Wie das Tageblatt bereits berichtete, hat Luxemburg keine Gesetzgebung, die große Versammlungen oder Demonstrationen rechtlich regelt. „Bei den zahlreichen Demonstrationen, die im Zusammenhang mit der Covid-19-bedingten Pandemie stattfanden“, sei dies deutlich geworden, heißt es in der Koalitionsvereinbarung zwischen CSV und DP, aus der auch die aktuelle Motivation hervorgehe: „So wird die Regierung einen rechtlichen Rahmen einführen, der für den reibungslosen Ablauf von Versammlungen notwendig ist, indem sie das verfassungsmäßige Recht auf friedliche Versammlungen und Versammlungen unter freiem Himmel garantiert.“
Erinnerung an Friedens „Lex Greenpeace“
Was das Demonstrationsrecht angeht, ist den älteren Semestern vielleicht noch der Gesetzentwurf 5076 ein Begriff, den am 20. Dezember 2002 der damalige Justizminister Luc Frieden im Parlament einbrachte. Der Entwurf trug den etwas irreführenden Titel „Gesetzentwurf zur Gewährleistung der friedlichen Nutzung des Eigentumsrechts und der Bewegungsfreiheit und zur Einführung eines neuen Artikels 442-1 in das Strafgesetzbuch“. Diesem war die Blockade der 28 ESSO-Tankstellen des Großherzogtums durch Greenpeace-Aktivisten vorausgegangen.

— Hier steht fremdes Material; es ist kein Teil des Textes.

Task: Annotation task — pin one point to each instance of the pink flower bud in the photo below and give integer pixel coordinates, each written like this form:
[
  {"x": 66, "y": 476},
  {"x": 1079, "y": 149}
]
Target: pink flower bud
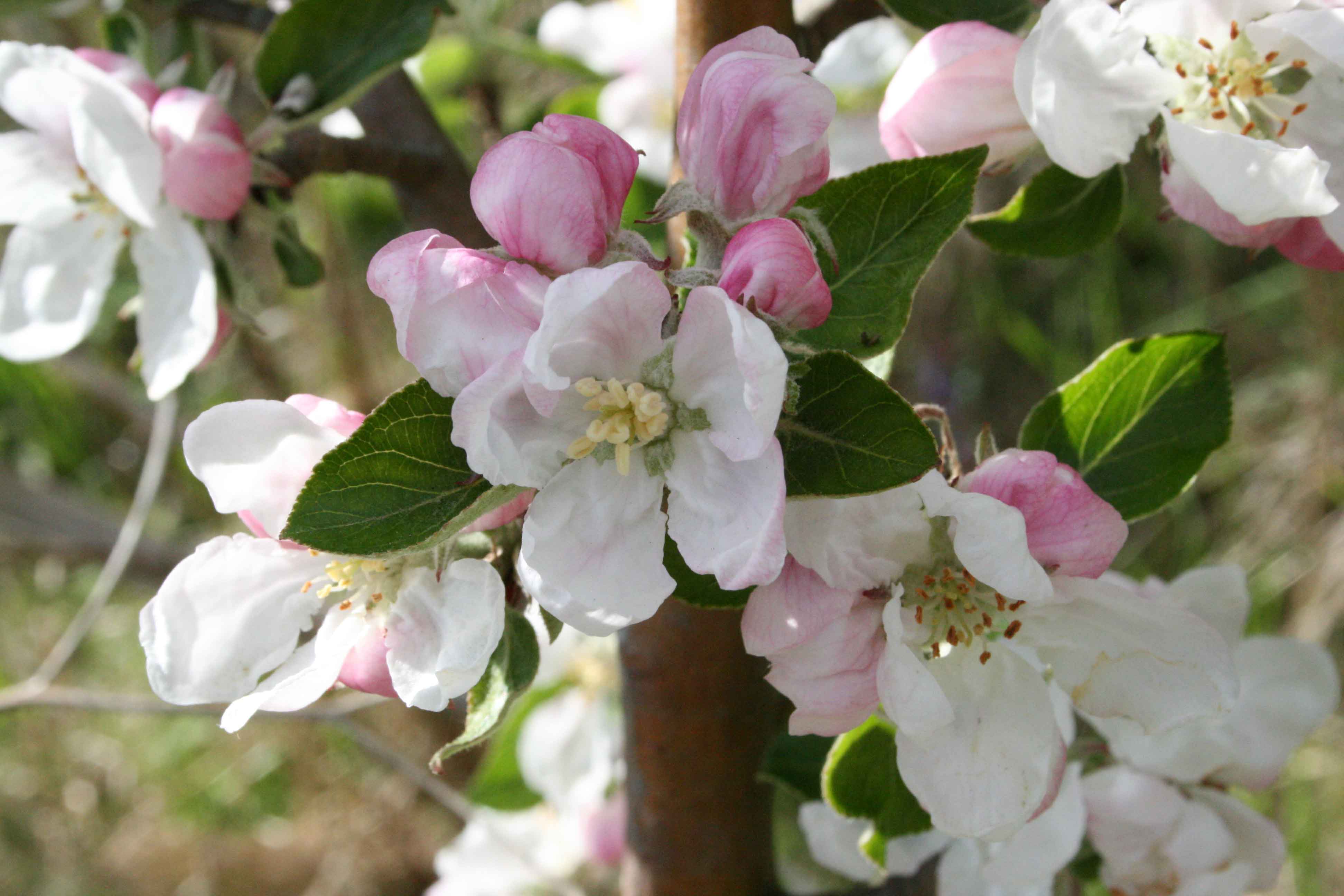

Ihr Protest richtete sich gegen den US-amerikanischen Ölkonzern ExxonMobil, denen die Umweltschützer vorwarfen, die Fortschritte bei den UN-Klimaverhandlungen zu sabotieren. Mit dem Gesetzesvorschlag wollte Frieden Kundgebungen unter anderem von Gewerkschaftlern und Umweltschützern in oder vor Firmen und Büros mit bis zu fünf Jahren bestrafen. „Hinter diesem Titel verbarg sich ein sehr repressiver Text, der bestimmte Grundfreiheiten infrage stellte und gegen den Grundsatz der Verhältnismäßigkeit verstieß“, hielt die Anwaltskammer dazu fest. Frieden erntete mit seinem Ansinnen damals heftige Kritik. Er musste seinen Gesetzentwurf Ende Oktober 2004 zurückziehen. Vor 20 Jahren.